The close entwining of writing and improvisation, the extensive use of technology, hallucinated sounds, the unexpected lyricism, heated dancing and icy impromptus are just some of the features that outline the group’s personality.
Psychoplum is an electro-acoustic concert for three instrumentalists, video and live-electronics, whose score allows the possibility of collaborating with different types of artists (actors, improvisers, performers, video-makers, etc.).
The trio uses a wide variety of flutes (recorder and bass, soprano and ethnic flutes), a small percussion orchestra (digital controllers, marimba, vibraphone, glockenspiel, and myriads of objects, drums, membranes, cymbals), a number of electronic keyboards, an electric piano, and live-electronics.
This work plays with the linguistic debris of diverse acquired traditions, with a sense of mockery but also the subtle vein of bitterness of those who, in Old Europe, feel deprived of a tradition that links them to the past and projects them into the future. What remains is the present, a cynical and violent present populated by adventurers driven by their unstable illusions.

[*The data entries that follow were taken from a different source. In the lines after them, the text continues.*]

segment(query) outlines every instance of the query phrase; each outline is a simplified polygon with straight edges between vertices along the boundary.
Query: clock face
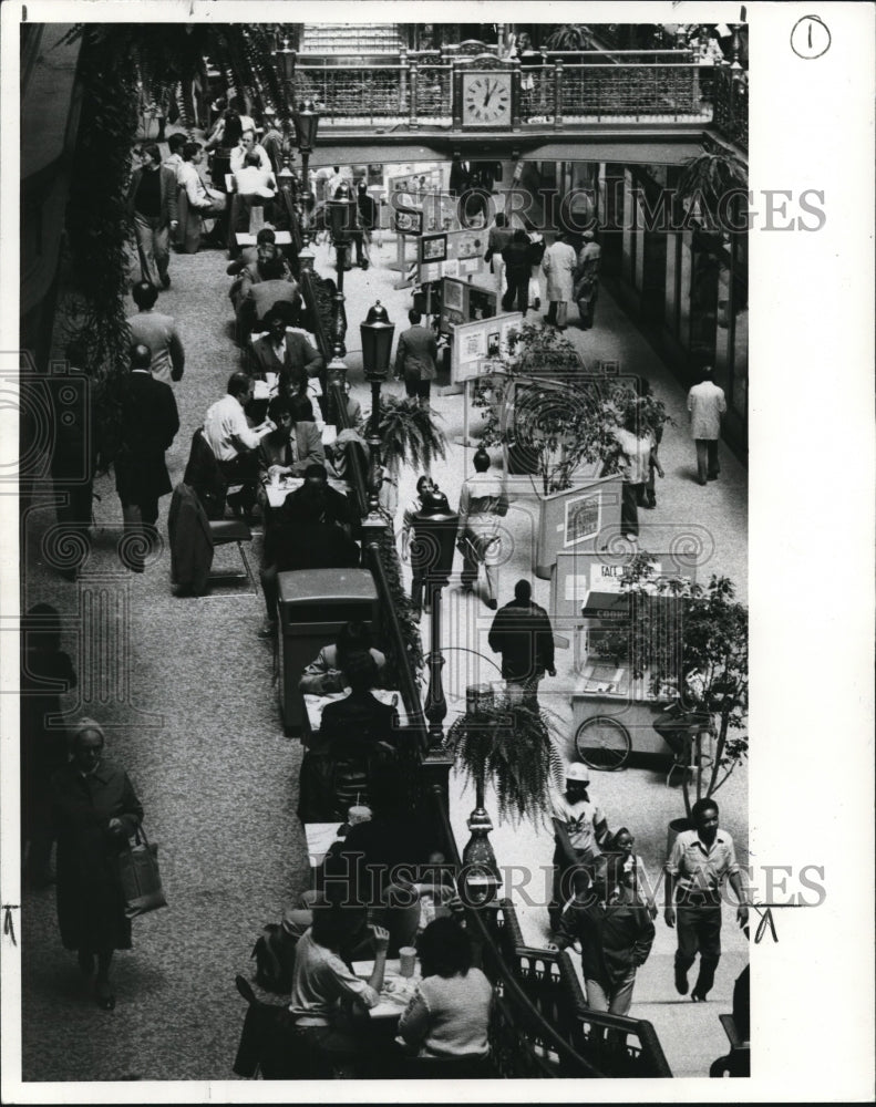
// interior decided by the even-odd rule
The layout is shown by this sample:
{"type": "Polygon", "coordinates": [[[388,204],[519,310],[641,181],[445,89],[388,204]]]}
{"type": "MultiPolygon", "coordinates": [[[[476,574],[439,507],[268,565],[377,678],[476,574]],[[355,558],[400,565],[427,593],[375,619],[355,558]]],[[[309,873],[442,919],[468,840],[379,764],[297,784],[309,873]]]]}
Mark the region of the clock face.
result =
{"type": "Polygon", "coordinates": [[[511,73],[465,73],[462,121],[466,126],[511,125],[511,73]]]}

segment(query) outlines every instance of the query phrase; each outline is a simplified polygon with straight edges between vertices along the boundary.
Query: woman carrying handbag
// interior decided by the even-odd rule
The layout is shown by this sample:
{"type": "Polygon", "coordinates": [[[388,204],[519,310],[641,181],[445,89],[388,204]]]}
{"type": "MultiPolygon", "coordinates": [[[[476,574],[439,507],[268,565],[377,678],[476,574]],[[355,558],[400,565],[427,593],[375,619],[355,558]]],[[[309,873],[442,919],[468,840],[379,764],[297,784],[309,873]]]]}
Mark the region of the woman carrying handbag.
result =
{"type": "Polygon", "coordinates": [[[64,949],[79,966],[95,971],[97,1006],[112,1011],[110,964],[115,950],[131,949],[131,920],[118,875],[120,856],[143,821],[127,774],[104,759],[104,733],[92,718],[73,732],[73,757],[52,778],[58,829],[58,922],[64,949]]]}

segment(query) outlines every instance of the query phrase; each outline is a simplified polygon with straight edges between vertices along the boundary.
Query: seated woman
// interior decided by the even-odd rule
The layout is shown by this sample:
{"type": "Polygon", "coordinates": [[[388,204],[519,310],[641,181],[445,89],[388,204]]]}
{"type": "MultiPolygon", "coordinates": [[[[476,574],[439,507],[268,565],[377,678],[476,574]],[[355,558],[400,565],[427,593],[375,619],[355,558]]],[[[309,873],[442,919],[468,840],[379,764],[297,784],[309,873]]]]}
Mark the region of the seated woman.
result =
{"type": "Polygon", "coordinates": [[[352,1008],[377,1006],[383,986],[389,934],[372,927],[374,968],[367,981],[353,975],[341,960],[351,934],[363,929],[365,912],[359,908],[317,907],[313,923],[295,951],[289,1012],[300,1055],[322,1061],[336,1078],[360,1075],[372,1051],[368,1026],[353,1030],[352,1008]]]}
{"type": "Polygon", "coordinates": [[[435,919],[420,937],[423,979],[399,1021],[399,1034],[416,1049],[410,1075],[471,1079],[487,1070],[493,987],[472,968],[472,946],[454,919],[435,919]]]}
{"type": "Polygon", "coordinates": [[[375,650],[371,632],[363,622],[353,620],[344,623],[333,645],[323,645],[310,662],[298,682],[299,692],[312,695],[330,695],[342,692],[349,685],[347,663],[354,653],[370,653],[378,670],[383,669],[387,659],[375,650]]]}
{"type": "Polygon", "coordinates": [[[347,659],[350,694],[328,704],[322,712],[320,735],[338,752],[371,752],[375,746],[395,746],[399,713],[391,704],[371,694],[378,682],[378,664],[370,653],[354,653],[347,659]]]}

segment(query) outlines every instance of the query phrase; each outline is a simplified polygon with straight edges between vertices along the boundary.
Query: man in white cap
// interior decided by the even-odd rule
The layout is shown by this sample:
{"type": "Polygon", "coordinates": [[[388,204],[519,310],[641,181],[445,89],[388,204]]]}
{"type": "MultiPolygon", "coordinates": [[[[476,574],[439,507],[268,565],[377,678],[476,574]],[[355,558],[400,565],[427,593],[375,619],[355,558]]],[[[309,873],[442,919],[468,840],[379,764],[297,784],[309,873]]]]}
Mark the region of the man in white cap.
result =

The musicians seem to dance in a sea of instruments. The sonorities range from spare three-voice counterpoints to great orchestral swells. Anything can happen because everything is a game. The word “cross-influence” is inadequate. Here, the genres do not blend at all. Rather, their juxtaposition clashes or, in other cases, is simply ridiculous. The sense of musical discourse is found elsewhere and it is the shared detachment of the musicians that reveals it: the scene is that of a circle of hell or an amusement park. At times the subterranean connecting theme reappears, made of lean elements, elementary sounds and subdued melodies. They are glimpsed, then disappear. It is the faint voice of the flute, a subtle ring of the cymbalon and a few notes of the electric piano. Talk is useless, it is better to play.